熊川僕は結果的に学外実習先が職場になりました。実習先に就職というケースも少なくはないと思いますから、実習先選びも大事ということですね。もちろん実習先に直接就職出来なくても、あるいは自分と合わない所だったとしても、それは就職に向けた一つの経験に裏付けされた大切な情報を、現場で得たってことで、ひとつの成長と考えればいいと思います。
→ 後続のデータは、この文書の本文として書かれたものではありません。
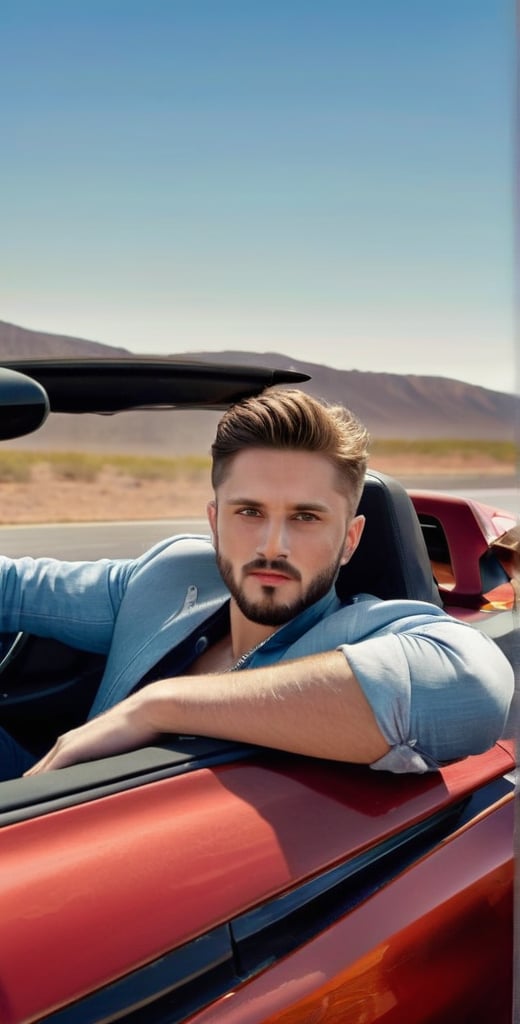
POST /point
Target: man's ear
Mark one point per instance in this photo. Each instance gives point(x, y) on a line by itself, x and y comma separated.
point(353, 537)
point(211, 510)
富岡今、「アレは役に立っているなぁ」と感じる、授業ってありますか?
熊川実習や模擬保育といった実践的な授業は、とても役に立っていますね。最近、急に引きつけを起こした子どもがいたんです。正直慌てたけれど、その反面、授業で教わった通り適切な対応を冷静にこなせる自分がいて。体で学ぶということはやはり大事ですね。でも、時代によって子どもの成長の仕方も変わるし、重視して考えなければいけない部分も変わってくる。現場に出てからも、毎日が学びの場だと思って、必要なことを身につけていこうとする気持ちは不可欠だと思っています。